Communication Workers Rally in Daytona Beach

With contract bargaining beginning in early February 2018, Communication Workers of America from AT&T Mobility in District 3, AT&T Midwest, and Legacy AT&T held informational pickets at many locations across the country.

Members of CWA Local 3102, along with fellow labor activists, gathered Monday, January 22nd in front of an AT&T Mobility store in Daytona Beach, FL.

Philip Farruggio, President of CWA Local 3102, stated “the reason we conducted a mobilization effort in front of that AT&T corporate retail store was multifaceted.

First and foremost, AT&T mobility is getting ready to start bargaining a new contract in District 3, which makes up 9 states in the Southeast. We have a message we wanted to convey not only to the company, but to the CWA bargaining team which is that we are united.”

President Farruggio continued saying that “we deserve a fair contract. We want that message conveyed. We want the bargaining team to know that we are behind them. We want the company to know that our membership is prepared to mobilize and to strike, if necessary.”

“AT&T has also announced roughly 1,600 layoffs of its technicians nationwide, around 290 from the Southeast,” stated President Farruggio, “even after the big corporate tax cuts were announced which was supposed to help create jobs.
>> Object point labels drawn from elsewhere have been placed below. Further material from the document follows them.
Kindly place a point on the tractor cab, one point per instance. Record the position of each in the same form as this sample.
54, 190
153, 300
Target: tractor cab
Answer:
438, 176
We will continue these mobilization efforts throughout the bargaining process for as long as it takes to let the company know that we will not go quietly into the night”
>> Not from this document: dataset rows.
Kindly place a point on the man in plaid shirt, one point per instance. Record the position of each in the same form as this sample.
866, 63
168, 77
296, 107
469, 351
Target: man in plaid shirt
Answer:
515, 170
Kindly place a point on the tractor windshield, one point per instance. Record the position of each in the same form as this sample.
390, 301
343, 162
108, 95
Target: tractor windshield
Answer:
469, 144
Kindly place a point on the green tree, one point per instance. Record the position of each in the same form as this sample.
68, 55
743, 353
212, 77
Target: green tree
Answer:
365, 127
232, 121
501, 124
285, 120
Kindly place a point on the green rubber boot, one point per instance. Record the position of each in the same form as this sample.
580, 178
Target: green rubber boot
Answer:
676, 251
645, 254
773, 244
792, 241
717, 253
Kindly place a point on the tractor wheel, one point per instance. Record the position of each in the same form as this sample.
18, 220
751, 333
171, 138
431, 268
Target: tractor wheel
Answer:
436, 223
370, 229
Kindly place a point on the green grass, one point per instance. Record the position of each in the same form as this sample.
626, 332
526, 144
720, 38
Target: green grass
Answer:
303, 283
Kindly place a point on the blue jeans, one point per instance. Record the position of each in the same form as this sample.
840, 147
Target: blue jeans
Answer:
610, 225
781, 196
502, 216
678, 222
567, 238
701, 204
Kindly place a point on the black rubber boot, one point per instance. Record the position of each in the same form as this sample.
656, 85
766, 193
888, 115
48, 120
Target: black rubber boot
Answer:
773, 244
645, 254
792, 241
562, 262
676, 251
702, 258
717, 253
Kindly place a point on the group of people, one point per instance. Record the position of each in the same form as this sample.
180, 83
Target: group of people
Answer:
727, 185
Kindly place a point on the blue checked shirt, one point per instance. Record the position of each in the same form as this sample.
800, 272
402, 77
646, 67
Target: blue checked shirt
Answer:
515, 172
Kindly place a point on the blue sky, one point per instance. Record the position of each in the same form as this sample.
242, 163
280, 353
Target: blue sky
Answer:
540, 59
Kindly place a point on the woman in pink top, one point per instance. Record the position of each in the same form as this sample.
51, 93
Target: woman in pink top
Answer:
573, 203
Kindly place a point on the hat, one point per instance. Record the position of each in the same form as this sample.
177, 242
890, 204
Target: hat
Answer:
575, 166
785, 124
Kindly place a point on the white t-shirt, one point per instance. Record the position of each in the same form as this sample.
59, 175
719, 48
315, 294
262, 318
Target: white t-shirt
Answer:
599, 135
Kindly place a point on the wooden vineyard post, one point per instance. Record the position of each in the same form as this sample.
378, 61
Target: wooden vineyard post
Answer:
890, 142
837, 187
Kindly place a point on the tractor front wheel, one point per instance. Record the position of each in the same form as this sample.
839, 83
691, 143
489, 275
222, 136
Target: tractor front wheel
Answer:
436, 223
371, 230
As many remember, the moment President Trump signed huge corporate tax cuts into law, AT&T announced that they would be giving out $1000-dollar bonuses to employees ($3000 short of Trump’s tax cut promise to working people), generate 7000 new good paying jobs, and invest over $1 billion dollars back into its infrastructure.
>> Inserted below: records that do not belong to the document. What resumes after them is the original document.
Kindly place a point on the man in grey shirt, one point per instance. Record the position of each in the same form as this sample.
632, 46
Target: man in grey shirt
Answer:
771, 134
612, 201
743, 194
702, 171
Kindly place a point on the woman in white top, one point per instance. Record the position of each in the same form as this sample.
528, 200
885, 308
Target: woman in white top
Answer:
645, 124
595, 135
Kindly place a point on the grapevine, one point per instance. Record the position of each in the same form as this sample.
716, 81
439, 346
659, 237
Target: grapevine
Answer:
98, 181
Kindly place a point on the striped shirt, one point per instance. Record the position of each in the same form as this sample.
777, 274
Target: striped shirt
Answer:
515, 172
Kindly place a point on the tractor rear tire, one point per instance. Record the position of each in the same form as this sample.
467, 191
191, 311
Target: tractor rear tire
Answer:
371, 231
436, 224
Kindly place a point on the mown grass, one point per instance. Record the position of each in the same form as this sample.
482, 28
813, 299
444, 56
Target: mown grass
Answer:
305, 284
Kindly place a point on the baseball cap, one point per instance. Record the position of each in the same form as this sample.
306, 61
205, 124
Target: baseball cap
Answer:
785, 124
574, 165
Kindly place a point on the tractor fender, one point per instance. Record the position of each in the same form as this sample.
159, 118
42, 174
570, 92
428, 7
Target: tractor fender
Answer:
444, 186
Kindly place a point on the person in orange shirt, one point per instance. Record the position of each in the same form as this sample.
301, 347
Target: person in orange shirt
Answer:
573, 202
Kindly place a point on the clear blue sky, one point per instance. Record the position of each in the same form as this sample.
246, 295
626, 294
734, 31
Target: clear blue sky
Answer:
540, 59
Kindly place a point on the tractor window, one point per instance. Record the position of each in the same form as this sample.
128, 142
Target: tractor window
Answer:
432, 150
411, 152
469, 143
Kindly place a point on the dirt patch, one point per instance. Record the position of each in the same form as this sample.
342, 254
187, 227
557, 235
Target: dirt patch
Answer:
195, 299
Many of these 7000 “new jobs” AT&T claims it will be creating are going to come from closing and/or moving call centers (without allowing current employees to relocate to these new centers),

reclassifying current employees and creating lower paying positions, hiring contractors and temps, and adding more retail part time positions (while eliminating full time). Losing the more senior, more qualified and highly trained Union workers will be the true cost AT&T’s “new jobs.”

CWA released a statement saying what does “AT&T Investing $1 Billion dollars mean to AT&T employees, when you are eliminating most of the Unionized work force to suite bigger profits. When a CEO can make a salary 350 times higher than its average employees, and the company continually profits Billions, how does AT&T claim to surplus its employees, due to economic reasoning?”